다음 섹션에서는 모델 액세스, API 키 가져오기, 노트북 런타임 구성을 비롯하여 PaliGemma 모델을 사용하도록 노트북을 설정하기 위한 예비 단계를 설명합니다.

PaliGemma 액세스 권한 획득

PaliGemma를 처음 사용하기 전에 다음 단계에 따라 Kaggle을 통해 모델에 대한 액세스 권한을 요청해야 합니다.

Kaggle에 로그인하거나 Kaggle 계정이 없는 경우 새 Kaggle 계정을 만듭니다.
PaliGemma 모델 카드로 이동하여 액세스 요청을 클릭합니다.
동의 양식을 작성하고 이용약관에 동의합니다.

API 키 구성

PaliGemma를 사용하려면 Kaggle 사용자 이름과 Kaggle API 키를 제공해야 합니다.

Kaggle API 키를 생성하려면 Kaggle의 설정 페이지를 열고 새 토큰 만들기를 클릭합니다. 이렇게 하면 API 사용자 인증 정보가 포함된 kaggle.json 파일이 다운로드됩니다.
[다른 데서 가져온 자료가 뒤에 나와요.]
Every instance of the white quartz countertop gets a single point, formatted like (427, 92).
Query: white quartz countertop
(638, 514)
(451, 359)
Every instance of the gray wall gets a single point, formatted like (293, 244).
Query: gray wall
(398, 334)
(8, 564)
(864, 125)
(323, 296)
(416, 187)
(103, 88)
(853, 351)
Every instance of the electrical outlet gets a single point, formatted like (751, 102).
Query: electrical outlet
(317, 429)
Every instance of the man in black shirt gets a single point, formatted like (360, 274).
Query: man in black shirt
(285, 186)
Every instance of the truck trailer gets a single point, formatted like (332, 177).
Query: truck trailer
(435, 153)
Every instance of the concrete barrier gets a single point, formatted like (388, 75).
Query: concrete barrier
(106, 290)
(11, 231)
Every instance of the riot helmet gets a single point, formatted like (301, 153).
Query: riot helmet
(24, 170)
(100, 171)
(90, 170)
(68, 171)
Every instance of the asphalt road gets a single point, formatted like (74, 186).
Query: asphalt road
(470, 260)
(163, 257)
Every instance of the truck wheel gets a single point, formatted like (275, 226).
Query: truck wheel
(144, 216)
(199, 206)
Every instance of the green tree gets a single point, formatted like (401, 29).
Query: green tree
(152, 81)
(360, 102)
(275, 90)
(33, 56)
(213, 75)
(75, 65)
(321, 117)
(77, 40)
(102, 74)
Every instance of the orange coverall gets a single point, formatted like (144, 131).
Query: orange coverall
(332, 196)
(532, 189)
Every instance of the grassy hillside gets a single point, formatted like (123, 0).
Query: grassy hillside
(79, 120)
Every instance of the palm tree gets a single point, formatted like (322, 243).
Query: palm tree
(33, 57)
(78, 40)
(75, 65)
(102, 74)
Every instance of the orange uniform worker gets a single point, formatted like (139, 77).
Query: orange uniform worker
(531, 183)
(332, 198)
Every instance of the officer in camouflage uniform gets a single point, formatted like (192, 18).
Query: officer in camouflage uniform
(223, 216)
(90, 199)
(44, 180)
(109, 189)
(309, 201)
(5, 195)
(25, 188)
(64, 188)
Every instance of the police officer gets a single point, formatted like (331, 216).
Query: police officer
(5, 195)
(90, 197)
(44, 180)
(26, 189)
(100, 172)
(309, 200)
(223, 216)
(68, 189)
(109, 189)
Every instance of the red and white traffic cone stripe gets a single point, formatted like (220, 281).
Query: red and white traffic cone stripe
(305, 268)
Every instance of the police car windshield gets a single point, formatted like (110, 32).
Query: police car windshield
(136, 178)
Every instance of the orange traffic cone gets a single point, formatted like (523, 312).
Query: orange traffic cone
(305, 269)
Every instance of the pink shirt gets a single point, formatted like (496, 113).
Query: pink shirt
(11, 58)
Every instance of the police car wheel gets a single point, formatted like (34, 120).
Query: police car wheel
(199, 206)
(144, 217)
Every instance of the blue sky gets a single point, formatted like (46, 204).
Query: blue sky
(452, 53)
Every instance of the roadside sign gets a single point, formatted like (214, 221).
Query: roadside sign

그런 다음 Colab의 왼쪽 창에서 Secrets (🔑)를 선택하고 Kaggle 사용자 이름과 Kaggle API 키를 추가합니다. 사용자 이름은 KAGGLE_USERNAME 이름으로, API 키는 KAGGLE_KEY 이름으로 저장합니다.

런타임 선택

이 튜토리얼을 완료하려면 PaliGemma 모델을 실행하기에 충분한 리소스가 있는 Colab 런타임이 필요합니다. 이 경우 T4 GPU를 사용할 수 있습니다.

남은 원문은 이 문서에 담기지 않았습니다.